Laboratoire de physique de l'École normale supérieure, CNRS, PSL University, Sorbonne Université and Université de Paris, Paris, France.
Saber Bio SAS, Institut du Cerveau, iPEPS The Healthtech Hub, Paris, France.
Elife. 2024 Aug 9;13:e86181. doi: 10.7554/eLife.86181.
B-cell repertoires are characterized by a diverse set of receptors of distinct specificities generated through two processes of somatic diversification: V(D)J recombination and somatic hypermutations. B-cell clonal families stem from the same V(D)J recombination event, but differ in their hypermutations. Clonal families identification is key to understanding B-cell repertoire function, evolution, and dynamics. We present HILARy (high-precision inference of lineages in antibody repertoires), an efficient, fast, and precise method to identify clonal families from single- or paired-chain repertoire sequencing datasets. HILARy combines probabilistic models that capture the receptor generation and selection statistics with adapted clustering methods to achieve consistently high inference accuracy. It automatically leverages the phylogenetic signal of shared mutations in difficult repertoire subsets.
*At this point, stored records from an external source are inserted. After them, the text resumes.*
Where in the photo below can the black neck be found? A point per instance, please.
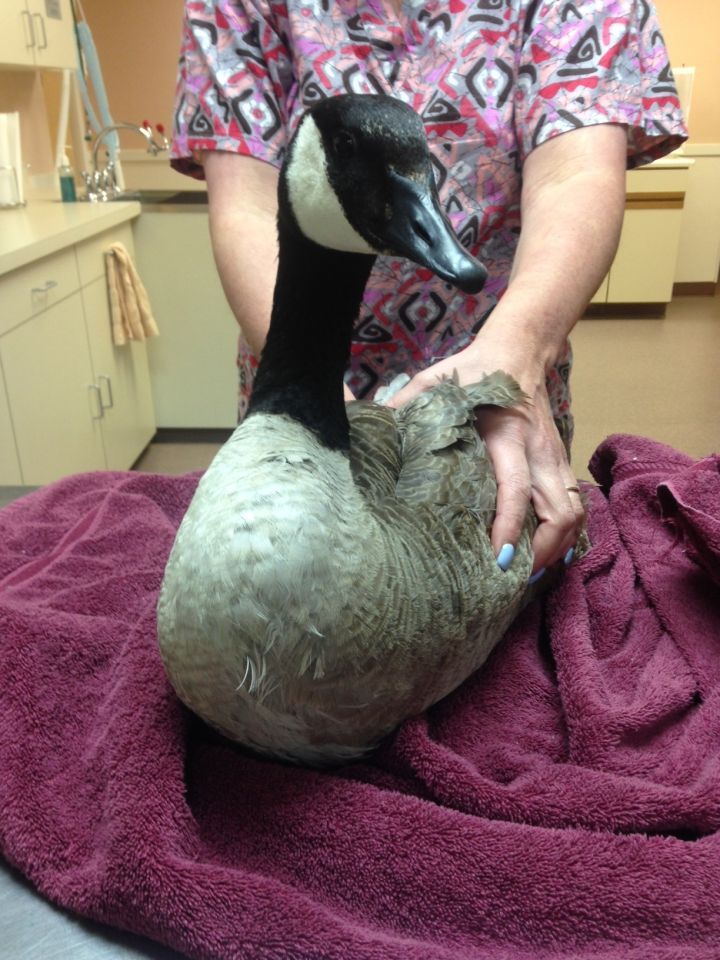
(318, 293)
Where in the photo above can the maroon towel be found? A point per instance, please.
(563, 803)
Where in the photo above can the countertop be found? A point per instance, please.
(46, 226)
(31, 928)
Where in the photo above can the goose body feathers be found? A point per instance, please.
(334, 574)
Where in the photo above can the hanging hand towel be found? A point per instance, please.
(130, 311)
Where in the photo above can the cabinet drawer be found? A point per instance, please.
(32, 289)
(91, 254)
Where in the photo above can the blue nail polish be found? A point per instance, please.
(505, 556)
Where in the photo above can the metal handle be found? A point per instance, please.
(31, 30)
(111, 402)
(49, 285)
(93, 387)
(39, 16)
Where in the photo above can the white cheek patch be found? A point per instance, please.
(314, 202)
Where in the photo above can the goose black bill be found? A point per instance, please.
(419, 230)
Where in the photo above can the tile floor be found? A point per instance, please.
(659, 378)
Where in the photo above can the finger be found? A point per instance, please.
(513, 491)
(560, 516)
(418, 383)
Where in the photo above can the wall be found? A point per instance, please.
(691, 29)
(139, 53)
(138, 42)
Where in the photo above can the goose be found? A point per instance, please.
(333, 574)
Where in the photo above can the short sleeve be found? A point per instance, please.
(588, 62)
(234, 78)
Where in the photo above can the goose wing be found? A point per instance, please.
(444, 461)
(375, 449)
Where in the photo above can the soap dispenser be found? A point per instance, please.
(67, 182)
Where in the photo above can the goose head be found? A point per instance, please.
(358, 179)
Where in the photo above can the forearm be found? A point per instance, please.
(242, 202)
(572, 208)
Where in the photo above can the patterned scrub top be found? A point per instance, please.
(491, 79)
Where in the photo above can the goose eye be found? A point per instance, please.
(343, 145)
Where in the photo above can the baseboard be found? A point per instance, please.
(192, 434)
(707, 289)
(614, 311)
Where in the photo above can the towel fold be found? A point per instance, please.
(130, 312)
(562, 803)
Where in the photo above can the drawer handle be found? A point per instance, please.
(49, 285)
(39, 16)
(94, 388)
(108, 383)
(30, 29)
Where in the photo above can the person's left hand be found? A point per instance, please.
(525, 448)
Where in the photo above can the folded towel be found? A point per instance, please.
(563, 803)
(130, 311)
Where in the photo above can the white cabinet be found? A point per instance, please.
(123, 381)
(37, 33)
(17, 41)
(9, 464)
(644, 268)
(74, 401)
(54, 401)
(192, 363)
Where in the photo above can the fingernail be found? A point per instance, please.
(505, 556)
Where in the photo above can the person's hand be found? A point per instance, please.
(526, 451)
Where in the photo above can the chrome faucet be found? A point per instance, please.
(101, 185)
(153, 147)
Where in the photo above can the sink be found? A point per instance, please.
(165, 197)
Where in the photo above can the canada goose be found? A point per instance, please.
(333, 574)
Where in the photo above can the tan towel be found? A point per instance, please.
(130, 312)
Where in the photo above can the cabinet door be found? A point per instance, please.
(194, 377)
(123, 377)
(54, 33)
(49, 381)
(644, 267)
(9, 464)
(17, 39)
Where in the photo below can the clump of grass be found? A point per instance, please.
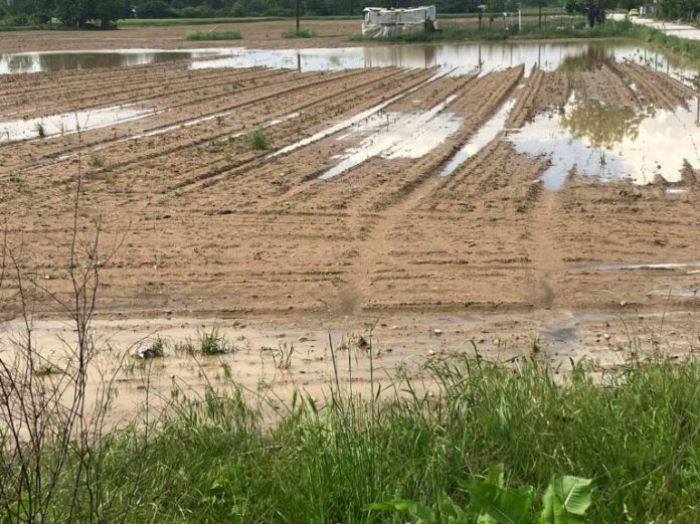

Exploiting the high sensitivity of the method, we find the statistics of evolutionary properties such as the site frequency spectrum and / ratio do not depend on the junction length. We also identify a broad range of selection pressures spanning two orders of magnitude.
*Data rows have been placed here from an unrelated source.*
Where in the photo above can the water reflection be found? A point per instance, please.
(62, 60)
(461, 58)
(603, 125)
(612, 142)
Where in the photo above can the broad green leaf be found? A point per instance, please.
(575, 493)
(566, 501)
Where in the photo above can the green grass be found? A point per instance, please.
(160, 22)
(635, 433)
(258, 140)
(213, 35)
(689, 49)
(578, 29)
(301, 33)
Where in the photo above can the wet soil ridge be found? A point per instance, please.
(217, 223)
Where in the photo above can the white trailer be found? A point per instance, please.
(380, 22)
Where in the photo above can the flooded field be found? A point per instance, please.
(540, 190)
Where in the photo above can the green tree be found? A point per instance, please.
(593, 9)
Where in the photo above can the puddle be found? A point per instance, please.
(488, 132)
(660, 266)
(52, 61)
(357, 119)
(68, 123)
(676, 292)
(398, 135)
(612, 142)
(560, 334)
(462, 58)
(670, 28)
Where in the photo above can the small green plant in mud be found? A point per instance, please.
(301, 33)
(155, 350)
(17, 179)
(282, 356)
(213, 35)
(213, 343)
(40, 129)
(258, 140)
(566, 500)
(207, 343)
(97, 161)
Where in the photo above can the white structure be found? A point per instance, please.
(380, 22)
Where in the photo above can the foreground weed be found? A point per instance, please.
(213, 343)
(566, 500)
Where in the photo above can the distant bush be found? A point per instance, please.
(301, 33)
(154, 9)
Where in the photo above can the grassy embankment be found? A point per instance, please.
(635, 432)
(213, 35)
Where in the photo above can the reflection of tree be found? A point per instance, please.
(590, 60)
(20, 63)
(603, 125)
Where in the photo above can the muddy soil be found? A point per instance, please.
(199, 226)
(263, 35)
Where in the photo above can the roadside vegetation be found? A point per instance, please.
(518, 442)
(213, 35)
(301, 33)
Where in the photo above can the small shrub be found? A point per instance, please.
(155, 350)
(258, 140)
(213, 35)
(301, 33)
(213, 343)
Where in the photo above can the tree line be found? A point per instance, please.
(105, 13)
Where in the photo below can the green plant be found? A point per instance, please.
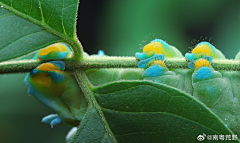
(117, 109)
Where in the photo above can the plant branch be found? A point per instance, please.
(109, 62)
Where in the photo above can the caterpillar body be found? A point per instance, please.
(55, 51)
(206, 84)
(213, 88)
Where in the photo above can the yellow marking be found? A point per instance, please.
(48, 67)
(201, 63)
(202, 48)
(158, 62)
(42, 79)
(153, 46)
(58, 47)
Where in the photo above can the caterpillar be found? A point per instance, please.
(203, 49)
(55, 51)
(154, 67)
(215, 91)
(206, 84)
(57, 89)
(158, 46)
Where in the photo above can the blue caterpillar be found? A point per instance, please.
(57, 89)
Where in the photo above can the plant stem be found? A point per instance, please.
(109, 62)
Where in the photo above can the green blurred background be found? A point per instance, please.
(118, 27)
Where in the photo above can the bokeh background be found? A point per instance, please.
(119, 27)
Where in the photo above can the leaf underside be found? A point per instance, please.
(27, 26)
(141, 111)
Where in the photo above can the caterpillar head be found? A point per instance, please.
(153, 66)
(48, 79)
(155, 47)
(203, 49)
(55, 51)
(203, 62)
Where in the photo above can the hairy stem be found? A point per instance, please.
(109, 62)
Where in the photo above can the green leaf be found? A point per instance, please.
(27, 26)
(143, 111)
(91, 129)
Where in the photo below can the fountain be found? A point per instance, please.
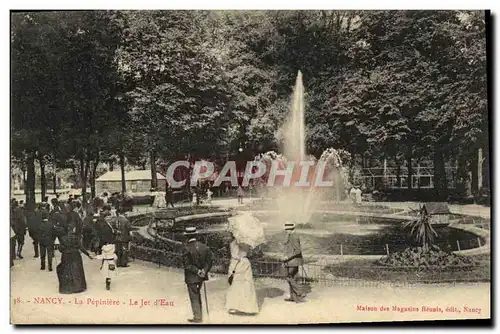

B 细胞受体库的特征是通过两种体细胞多样化过程产生的具有不同特异性的多样化受体:V(D)J 重组和体细胞超突变。B 细胞克隆家族源自相同的 V(D)J 重组事件,但在超突变方面存在差异。克隆家族的鉴定是理解 B 细胞受体库功能、进化和动态的关键。我们提出了 HILARy(抗体库中谱系的高精度推断),这是一种从单链或双链受体库测序数据集中识别克隆家族的高效、快速和精确方法。HILARy 结合了捕获受体生成和选择统计的概率模型,以及适应的聚类方法,以实现始终如一的高精度推断。它自动利用了在困难的受体亚集中共享突变的系统发育信号。利用该方法的高灵敏度,我们发现进化特性(如位点频率谱和 / 比)的统计数据不依赖于连接长度。我们还确定了跨越两个数量级的广泛的选择压力。